An isometric hold on the pull-up bar involves jumping up to the top of the movement so your head is above the bar and your chest is against it (rather than pulling yourself up). You can either jump up from the ground or use a box. Once you’re there, hold onto the bar in that position for as long as you can. Repeat this hold three times as part of your strength training routine.
To do a negative pull-up, place your hands in an overhand grip just wider than shoulder-width apart. Use a box or sturdy chair to jump up to the top of the pull-up movement so that your chest is touching the bar. Then, slowly lower your body down until you reach the starting position of the pull-up movement.
This movement still builds strength in the same muscles, but is a modified pull-up that is easier to perform for beginners. Add negative pull-ups to your exercise routine by performing these in three sets of 12, making sure you take a break in between each set.

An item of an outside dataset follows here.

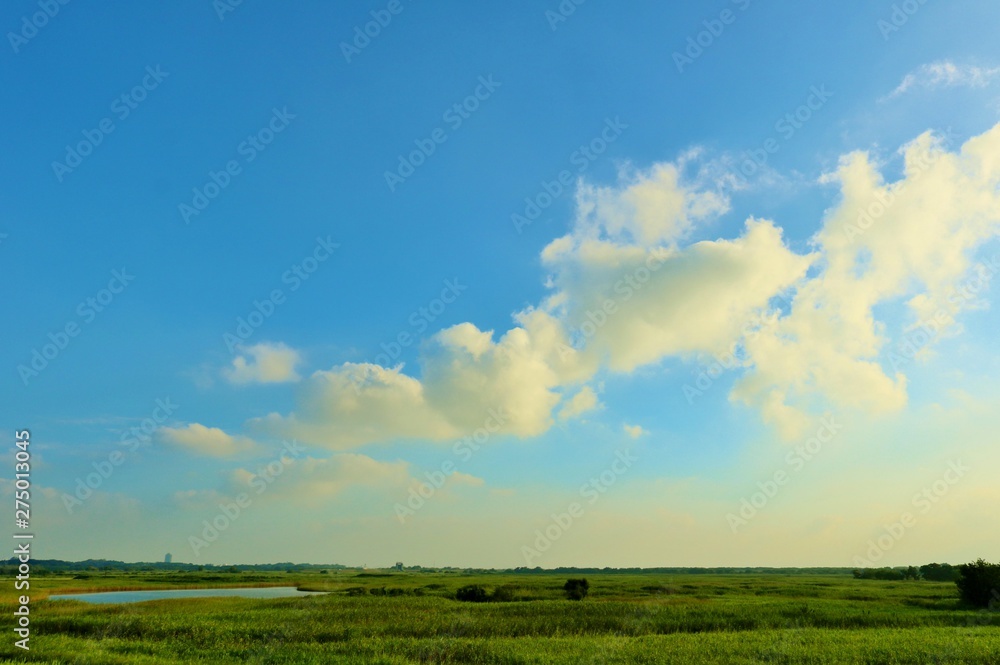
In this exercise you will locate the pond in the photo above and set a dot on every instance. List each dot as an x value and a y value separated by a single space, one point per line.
168 594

Mastering tough strength-training exercises
There are plenty of resistance exercises like pull-ups that are tricky to learn, especially if you are new to strength training. But you shouldn’t feel discouraged from doing them if you’re not quite there yet — there are always substitute exercises you can try to suit your skill level.
Whether you’re just starting to work out or you’ve been exercising for a long time, pull-ups are a great movement to add to your routine and there are so many ways to begin. Remember, we all start from somewhere and building up confidence and strength takes time!

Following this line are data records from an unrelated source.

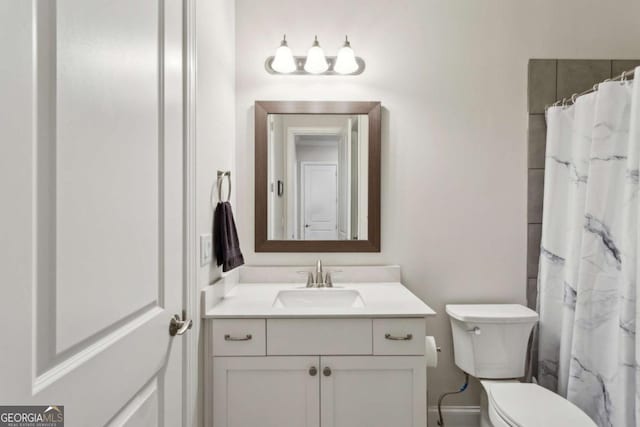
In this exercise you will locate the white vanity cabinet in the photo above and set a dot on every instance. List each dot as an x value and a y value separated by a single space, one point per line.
316 372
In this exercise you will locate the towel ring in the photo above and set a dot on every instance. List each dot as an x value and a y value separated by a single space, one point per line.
218 186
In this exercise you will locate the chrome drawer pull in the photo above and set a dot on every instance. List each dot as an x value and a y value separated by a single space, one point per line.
407 337
230 338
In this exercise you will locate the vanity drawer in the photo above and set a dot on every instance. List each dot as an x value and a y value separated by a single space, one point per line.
318 336
398 336
238 337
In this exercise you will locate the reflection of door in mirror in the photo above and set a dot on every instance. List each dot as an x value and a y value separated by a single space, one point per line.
321 161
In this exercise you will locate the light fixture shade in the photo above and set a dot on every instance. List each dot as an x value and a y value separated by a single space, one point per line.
283 62
346 60
316 62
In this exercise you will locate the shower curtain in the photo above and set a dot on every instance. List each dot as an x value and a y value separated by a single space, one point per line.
588 351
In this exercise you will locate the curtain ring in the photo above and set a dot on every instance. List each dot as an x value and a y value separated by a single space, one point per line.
623 78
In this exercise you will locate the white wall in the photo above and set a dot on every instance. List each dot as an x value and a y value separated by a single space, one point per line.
215 133
452 78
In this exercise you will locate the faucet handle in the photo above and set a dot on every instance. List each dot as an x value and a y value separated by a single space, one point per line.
328 282
309 277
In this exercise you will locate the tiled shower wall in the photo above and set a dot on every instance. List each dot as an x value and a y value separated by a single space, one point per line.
550 80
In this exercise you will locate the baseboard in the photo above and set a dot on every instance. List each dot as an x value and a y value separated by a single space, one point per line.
455 416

The trick to learning how to do a pull-up and progressing to more challenging exercises is simply to give it a go, and progress towards a full pull-up with easier variations.
* Disclaimer: This blog post is not intended to replace the advice of a medical professional. The above information should not be used to diagnose, treat, or prevent any disease or medical condition. Please consult your doctor before making any changes to your diet, sleep methods, daily activity, or fitness routine. Sweat assumes no responsibility for any personal injury or damage sustained by any recommendations, opinions, or advice given in this article.